Die PISA-Oper

Die Wiener Staatsoper leidet an schlechten Inszenierungen – trotz hoher musikalischer Qualität. Etwas Vergleichbares könnte man von den westlichen Demokratien behaupten: Auf vielen der demokratischen Gebieten ist Idee und Musik gut, die reale Inszenierung aber schlecht. Das verdirbt das Gesamtbild.

2005 und 2012 haben alle Hamburger Abiturienten die LAU absolviert (Lernausgangsuntersuchung). Beide Gruppen hatten den gleichen Lernstandart – obwohl es 2012: 33% ! mehr Abiturienten gab. Das Abitur und seine Leistungsanforderungen sind also nicht verwässert. Förderung war das erklärende Zauberwort. Zweiklassengesellschaft ist die Folge: Menschen mit und ohne Abitur.
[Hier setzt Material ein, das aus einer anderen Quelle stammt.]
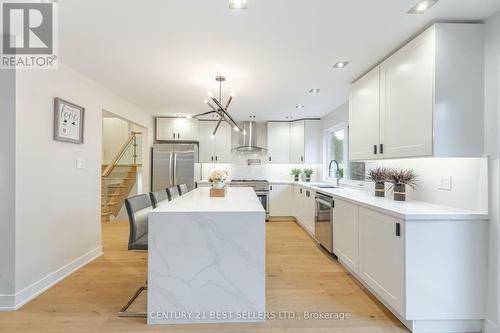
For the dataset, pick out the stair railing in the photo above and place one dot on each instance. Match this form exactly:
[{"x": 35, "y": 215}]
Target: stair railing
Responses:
[{"x": 130, "y": 146}]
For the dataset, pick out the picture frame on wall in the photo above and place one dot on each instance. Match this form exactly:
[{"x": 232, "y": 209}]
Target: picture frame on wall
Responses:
[{"x": 69, "y": 121}]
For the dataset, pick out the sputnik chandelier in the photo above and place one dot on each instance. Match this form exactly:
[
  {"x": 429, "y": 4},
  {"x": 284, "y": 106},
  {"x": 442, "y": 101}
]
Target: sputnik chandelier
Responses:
[{"x": 220, "y": 110}]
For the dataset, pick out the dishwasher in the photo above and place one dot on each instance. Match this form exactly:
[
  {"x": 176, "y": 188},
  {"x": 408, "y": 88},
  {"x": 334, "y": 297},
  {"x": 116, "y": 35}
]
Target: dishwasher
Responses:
[{"x": 323, "y": 220}]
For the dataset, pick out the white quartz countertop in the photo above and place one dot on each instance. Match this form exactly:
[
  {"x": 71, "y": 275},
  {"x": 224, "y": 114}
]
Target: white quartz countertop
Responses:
[
  {"x": 408, "y": 210},
  {"x": 237, "y": 199}
]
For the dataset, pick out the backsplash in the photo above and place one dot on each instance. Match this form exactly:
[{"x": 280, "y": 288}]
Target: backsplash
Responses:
[
  {"x": 469, "y": 180},
  {"x": 240, "y": 169}
]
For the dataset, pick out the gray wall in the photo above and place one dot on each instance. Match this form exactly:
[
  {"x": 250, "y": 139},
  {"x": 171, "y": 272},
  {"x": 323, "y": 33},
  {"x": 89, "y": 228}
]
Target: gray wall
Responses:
[
  {"x": 7, "y": 180},
  {"x": 492, "y": 147}
]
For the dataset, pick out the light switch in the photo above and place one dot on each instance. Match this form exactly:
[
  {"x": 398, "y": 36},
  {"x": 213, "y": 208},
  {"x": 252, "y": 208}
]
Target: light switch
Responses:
[
  {"x": 445, "y": 183},
  {"x": 80, "y": 163}
]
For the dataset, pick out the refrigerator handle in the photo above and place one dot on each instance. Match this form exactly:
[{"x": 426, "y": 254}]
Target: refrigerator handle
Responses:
[
  {"x": 174, "y": 182},
  {"x": 171, "y": 164}
]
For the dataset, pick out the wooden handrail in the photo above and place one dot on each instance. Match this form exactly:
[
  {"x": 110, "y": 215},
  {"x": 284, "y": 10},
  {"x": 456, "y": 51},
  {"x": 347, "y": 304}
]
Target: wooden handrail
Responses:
[{"x": 120, "y": 154}]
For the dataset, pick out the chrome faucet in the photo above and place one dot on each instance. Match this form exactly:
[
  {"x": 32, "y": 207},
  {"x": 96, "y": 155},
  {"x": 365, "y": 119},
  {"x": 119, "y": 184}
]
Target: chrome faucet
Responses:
[{"x": 337, "y": 172}]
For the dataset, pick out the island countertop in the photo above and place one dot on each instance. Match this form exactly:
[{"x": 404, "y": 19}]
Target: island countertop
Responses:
[
  {"x": 206, "y": 259},
  {"x": 237, "y": 199}
]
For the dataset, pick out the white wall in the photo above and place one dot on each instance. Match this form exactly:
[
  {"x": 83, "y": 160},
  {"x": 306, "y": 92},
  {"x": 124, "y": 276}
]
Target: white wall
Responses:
[
  {"x": 115, "y": 132},
  {"x": 492, "y": 146},
  {"x": 7, "y": 182},
  {"x": 337, "y": 116},
  {"x": 58, "y": 206}
]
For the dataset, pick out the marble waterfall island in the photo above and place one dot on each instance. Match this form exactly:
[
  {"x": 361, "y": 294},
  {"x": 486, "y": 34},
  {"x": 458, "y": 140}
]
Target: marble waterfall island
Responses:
[{"x": 207, "y": 259}]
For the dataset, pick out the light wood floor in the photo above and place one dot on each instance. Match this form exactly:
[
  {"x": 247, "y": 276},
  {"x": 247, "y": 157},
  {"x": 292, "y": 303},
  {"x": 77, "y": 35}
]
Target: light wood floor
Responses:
[{"x": 300, "y": 277}]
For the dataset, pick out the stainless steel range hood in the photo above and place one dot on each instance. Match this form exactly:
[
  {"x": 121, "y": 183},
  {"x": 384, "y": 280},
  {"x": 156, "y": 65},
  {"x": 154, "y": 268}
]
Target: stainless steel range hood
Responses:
[{"x": 248, "y": 142}]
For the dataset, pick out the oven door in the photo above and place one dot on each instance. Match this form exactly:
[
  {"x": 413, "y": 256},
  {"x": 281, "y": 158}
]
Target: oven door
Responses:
[{"x": 264, "y": 200}]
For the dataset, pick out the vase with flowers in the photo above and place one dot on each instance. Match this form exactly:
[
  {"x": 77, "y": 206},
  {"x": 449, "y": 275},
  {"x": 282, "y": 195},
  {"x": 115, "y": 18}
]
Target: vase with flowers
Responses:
[
  {"x": 296, "y": 174},
  {"x": 379, "y": 176},
  {"x": 401, "y": 178},
  {"x": 217, "y": 179},
  {"x": 308, "y": 173}
]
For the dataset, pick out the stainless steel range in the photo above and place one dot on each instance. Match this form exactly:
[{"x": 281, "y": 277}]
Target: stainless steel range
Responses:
[{"x": 261, "y": 188}]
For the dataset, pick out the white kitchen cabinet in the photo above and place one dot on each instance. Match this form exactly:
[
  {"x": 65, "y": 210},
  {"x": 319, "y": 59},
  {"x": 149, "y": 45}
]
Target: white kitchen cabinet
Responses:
[
  {"x": 176, "y": 129},
  {"x": 381, "y": 256},
  {"x": 407, "y": 99},
  {"x": 297, "y": 141},
  {"x": 278, "y": 142},
  {"x": 215, "y": 149},
  {"x": 427, "y": 98},
  {"x": 346, "y": 233},
  {"x": 281, "y": 200},
  {"x": 313, "y": 141},
  {"x": 364, "y": 114}
]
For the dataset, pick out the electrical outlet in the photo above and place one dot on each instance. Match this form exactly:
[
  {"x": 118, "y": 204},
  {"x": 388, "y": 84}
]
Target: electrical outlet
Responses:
[
  {"x": 445, "y": 183},
  {"x": 80, "y": 163}
]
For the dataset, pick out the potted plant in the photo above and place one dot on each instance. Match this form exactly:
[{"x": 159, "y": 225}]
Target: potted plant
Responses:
[
  {"x": 217, "y": 179},
  {"x": 400, "y": 178},
  {"x": 379, "y": 176},
  {"x": 296, "y": 173},
  {"x": 308, "y": 172}
]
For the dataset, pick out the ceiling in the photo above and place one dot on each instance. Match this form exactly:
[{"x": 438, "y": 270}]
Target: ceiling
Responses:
[{"x": 163, "y": 55}]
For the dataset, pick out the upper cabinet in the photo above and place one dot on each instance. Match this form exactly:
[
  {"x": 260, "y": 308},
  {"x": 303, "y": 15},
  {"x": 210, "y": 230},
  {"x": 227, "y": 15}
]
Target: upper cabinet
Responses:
[
  {"x": 364, "y": 114},
  {"x": 424, "y": 100},
  {"x": 278, "y": 142},
  {"x": 297, "y": 141},
  {"x": 294, "y": 142},
  {"x": 176, "y": 129},
  {"x": 218, "y": 148}
]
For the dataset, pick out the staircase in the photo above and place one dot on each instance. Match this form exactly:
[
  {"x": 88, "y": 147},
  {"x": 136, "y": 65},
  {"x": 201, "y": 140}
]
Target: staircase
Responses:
[{"x": 119, "y": 178}]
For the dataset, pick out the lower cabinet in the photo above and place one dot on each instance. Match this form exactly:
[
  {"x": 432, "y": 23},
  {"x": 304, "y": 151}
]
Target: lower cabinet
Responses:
[
  {"x": 381, "y": 256},
  {"x": 281, "y": 200},
  {"x": 346, "y": 233}
]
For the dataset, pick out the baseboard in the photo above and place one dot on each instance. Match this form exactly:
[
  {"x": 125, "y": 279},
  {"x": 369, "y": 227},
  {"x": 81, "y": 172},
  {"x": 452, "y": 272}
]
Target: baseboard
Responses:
[
  {"x": 14, "y": 302},
  {"x": 490, "y": 327}
]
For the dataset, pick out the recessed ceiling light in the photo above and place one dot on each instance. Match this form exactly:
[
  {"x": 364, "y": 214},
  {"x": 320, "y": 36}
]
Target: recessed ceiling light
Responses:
[
  {"x": 238, "y": 4},
  {"x": 422, "y": 6},
  {"x": 341, "y": 64}
]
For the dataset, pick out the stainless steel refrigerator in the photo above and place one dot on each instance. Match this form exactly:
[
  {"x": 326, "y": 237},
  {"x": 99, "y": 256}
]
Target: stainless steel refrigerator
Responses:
[{"x": 174, "y": 164}]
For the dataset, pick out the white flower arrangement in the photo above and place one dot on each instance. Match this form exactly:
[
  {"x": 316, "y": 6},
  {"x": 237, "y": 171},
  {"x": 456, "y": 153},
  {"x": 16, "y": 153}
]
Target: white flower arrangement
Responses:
[{"x": 218, "y": 176}]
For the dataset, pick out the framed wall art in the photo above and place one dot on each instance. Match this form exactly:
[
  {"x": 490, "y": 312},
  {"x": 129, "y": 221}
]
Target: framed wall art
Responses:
[{"x": 69, "y": 121}]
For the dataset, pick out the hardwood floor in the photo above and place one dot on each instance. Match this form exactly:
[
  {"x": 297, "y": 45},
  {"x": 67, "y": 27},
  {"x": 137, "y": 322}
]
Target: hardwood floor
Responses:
[{"x": 300, "y": 277}]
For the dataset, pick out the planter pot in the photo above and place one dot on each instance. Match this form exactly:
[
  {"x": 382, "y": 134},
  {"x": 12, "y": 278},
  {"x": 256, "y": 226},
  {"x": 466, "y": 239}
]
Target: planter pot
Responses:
[
  {"x": 400, "y": 192},
  {"x": 218, "y": 185},
  {"x": 380, "y": 189}
]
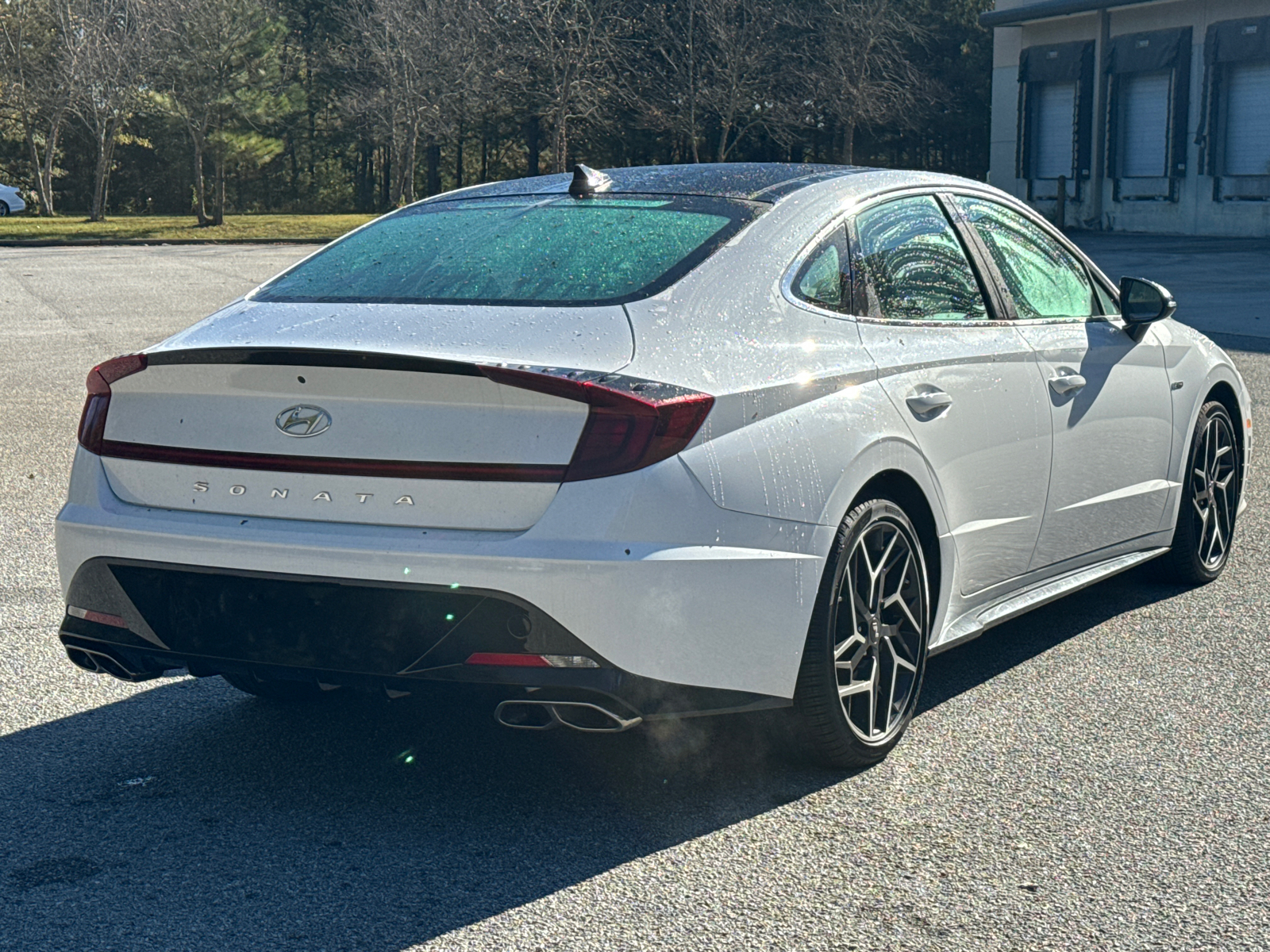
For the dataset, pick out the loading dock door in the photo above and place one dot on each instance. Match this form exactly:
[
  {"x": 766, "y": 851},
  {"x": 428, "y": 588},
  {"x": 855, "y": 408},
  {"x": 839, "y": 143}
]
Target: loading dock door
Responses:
[
  {"x": 1053, "y": 117},
  {"x": 1145, "y": 125},
  {"x": 1248, "y": 124}
]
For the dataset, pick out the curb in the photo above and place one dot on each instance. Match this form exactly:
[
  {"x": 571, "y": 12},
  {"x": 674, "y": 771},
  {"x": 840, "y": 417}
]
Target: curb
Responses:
[{"x": 90, "y": 243}]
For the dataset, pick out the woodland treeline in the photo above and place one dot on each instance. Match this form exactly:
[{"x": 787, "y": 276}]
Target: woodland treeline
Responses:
[{"x": 251, "y": 106}]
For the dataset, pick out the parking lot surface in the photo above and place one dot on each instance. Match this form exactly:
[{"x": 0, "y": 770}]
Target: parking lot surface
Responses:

Mittlerweile fängt jeder zweite junge Mensch in Deutschland ein Studium an, trotz wachsender Anzahl von Migrationshintergründen. Gleichzeitig erklären immer mehr Eltern ihre Kinder zu Hochbegabten, um irgendwie eine Exklusivität für sich herzustellen. Aber da gibt nach wie vor nur 2%, denn die IQ-Tests passen sich der Realität an: Der Durschnitt bleibt bei 100, auch wenn dafür heute viel mehr Kompetenz gebraucht wird, als vor 50 Jahren. Hochbegabt ist man erst ab 130 und da haben sich, trotz all der Förderung, eben immer nur 2% der Gesamtbevölkerung finden lassen.

Das Handwerk hat Nachwuchssorgen. Denn dort brauch man nämlich auch Abiturienten, da Klemptner oder Dachdecker ohne digital gesteuerte Maschinen und die Auswertung von Daten nicht mehr auskommen. Doch wer braucht noch all die jungen Menschen ohne Abitur? Sind das jetzt schon die AfD-Wähler von morgen?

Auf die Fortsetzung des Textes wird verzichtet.